Capítulo 62: El P. Dámaso Se Explica - Page 3 of 3

- ¡Hija mía! –exclamó con voz quebrada-, perdóname que te haya hecho infeliz sin saberlo. Yo pensaba en tu porvenir, quería tu felicidad. ¿Cómo podía permitirte yo que casases con uno del país, para verte esposa infeliz y madre desgraciada?. Yo no podía quitar de tu cabeza tu amor, y me opuse con todas mis fuerzas, abusé de todo, por ti, solamente por ti.
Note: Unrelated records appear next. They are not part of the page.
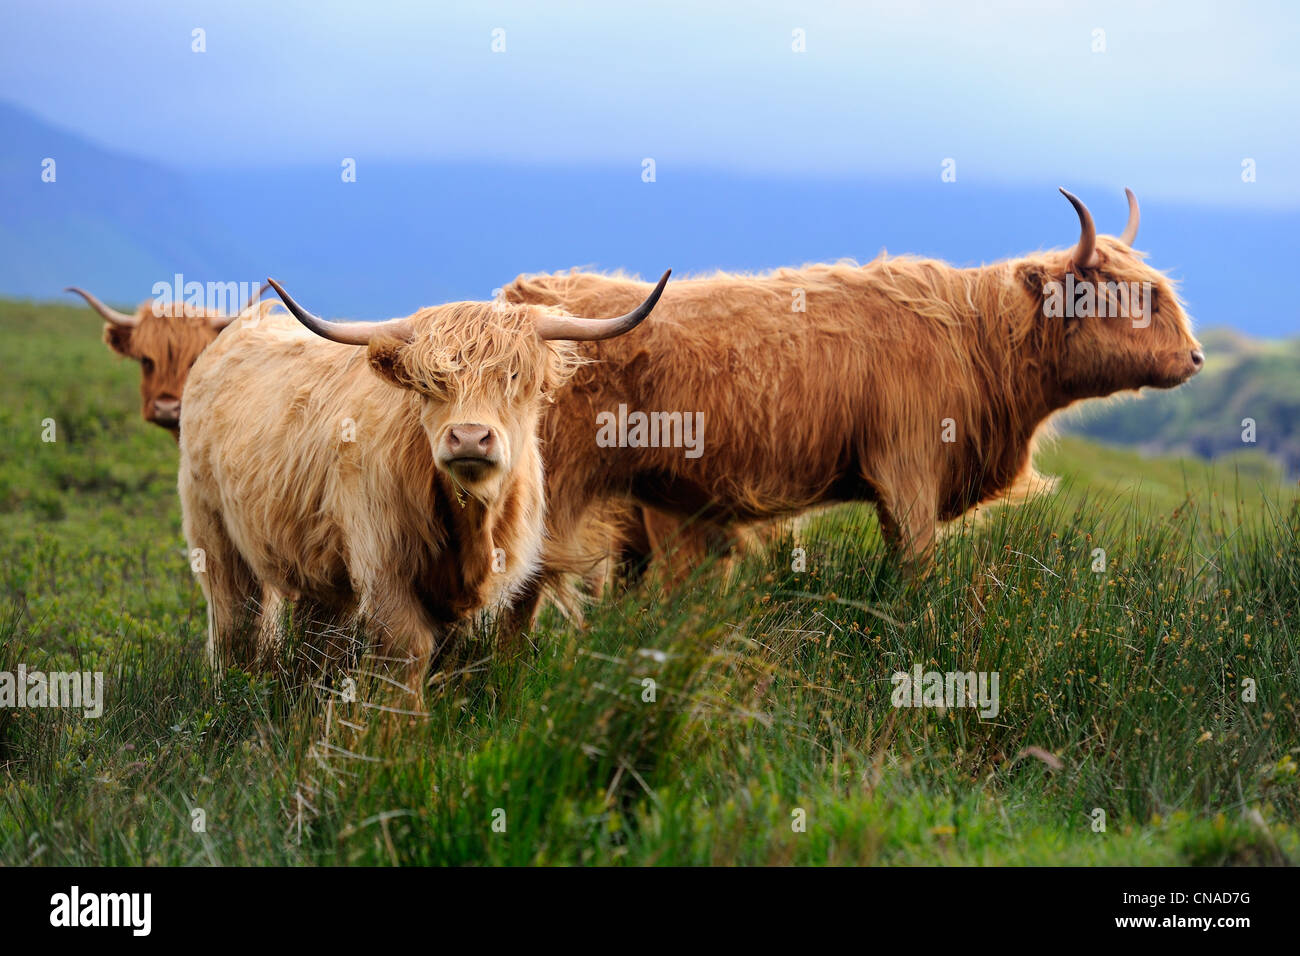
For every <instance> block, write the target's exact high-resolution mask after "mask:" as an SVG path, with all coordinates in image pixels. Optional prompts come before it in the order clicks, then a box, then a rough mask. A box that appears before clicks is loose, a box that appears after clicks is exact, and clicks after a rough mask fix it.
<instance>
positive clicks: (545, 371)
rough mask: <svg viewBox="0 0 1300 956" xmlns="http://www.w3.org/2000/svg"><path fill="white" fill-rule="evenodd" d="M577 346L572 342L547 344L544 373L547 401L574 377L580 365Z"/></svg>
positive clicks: (543, 389) (544, 382)
mask: <svg viewBox="0 0 1300 956" xmlns="http://www.w3.org/2000/svg"><path fill="white" fill-rule="evenodd" d="M580 362H581V360H580V359H578V351H577V346H576V345H573V343H572V342H547V343H546V364H545V367H543V371H542V394H543V395H546V398H547V399H550V397H551V395H552V394H554V393H555V392H558V390H559V389H560V386H562V385H564V382H567V381H568V380H569V378H572V377H573V372H576V371H577V368H578V364H580Z"/></svg>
Si hubieses sido su esposa, llorarías después, por la condición de tu marido, expuesto a todas las vejaciones sin medio de defensa; madre, llorarías por la suerte de tus hijos; si los educas, les preparas un triste porvenir; se hacen enemigos de la Religión, y los verás ahorcados o expatriados; ¡si los dejas ignorantes, los verás tiranizados y degradados!. ¡No lo podía consentir!. Por esto buscaba para ti un marido que te pudiese hacer madre feliz de hijos que manden y no obedezcan, que castiguen y no sufran... Sabía que tu amigo de la infancia era bueno, le quería a él como a su padre, pero los odié desde que vi que iban a causar tu infelicidad, porque yo te quiero, te idolatro, te amo como se ama a una hija; no tengo más cariño que el tuyo; yo te he visto crecer; no transcurre una hora sin que piense en ti; sueño en ti; tú eres mi única alegría...

Y el P. Dámaso se puso a llorar como un niño.

- Pues bien, si me ama Ud., no me haga eternamente desgraciada; ¡él ya no vive, quiero ser monja!.

El viejo apoyó su frente en la mano.

- ¡Ser monja, ser monja! –repitió-. Tú no sabes, hija mía, la vida, el misterio, que se oculta detrás de los muros del convento, ¡tú no lo sabes!, prefiero mil veces verte infeliz en el mundo que en el claustro... Aquí tus quejas pueden oírse; allá sólo tendrás los muros!... ¡Tú eres hermosa, muy hermosa, y no has nacido para él, para esposa de Cristo!. Créeme, hija mía, el tiempo lo borra todo; más tarde te olvidarás, amarás, y amarás a tu marido... a Linares.

- ¡O el convento o... la muerte! –repitió María Clara.

- ¡El Convento, el convento o la muerte! –exclamó el P. Dámaso-. María, yo ya soy viejo, no podré velar más tiempo por ti y por tu tranquilidad... Escoge otra cosa, busca otro amor, otro joven, sea quien quiera, pero menos el Convento.

- ¡El Convento o la muerte!.

- ¡Dios mío, Dios mío! –gritó el sacerdote, cubriéndose la cabeza con las manos-, tú me castigas, ¡sea!, ¡pero vela por mi hija...!.

Y volviéndose a la joven:

- ¿Quieres ser monja?, lo serás; no quiero que mueras.

María Clara le cogió ambas manos, las estrechó, las besó arrodillándose.

- ¡Padrino, padrino mío! –repetía.

Fr. Dámaso salía después triste, cabizbajo y suspirando.

- ¡Dios, Dios, tú existes puesto que castigas!. ¡Pero véngate en mí y no hieras al inocente, salva a mi hija!.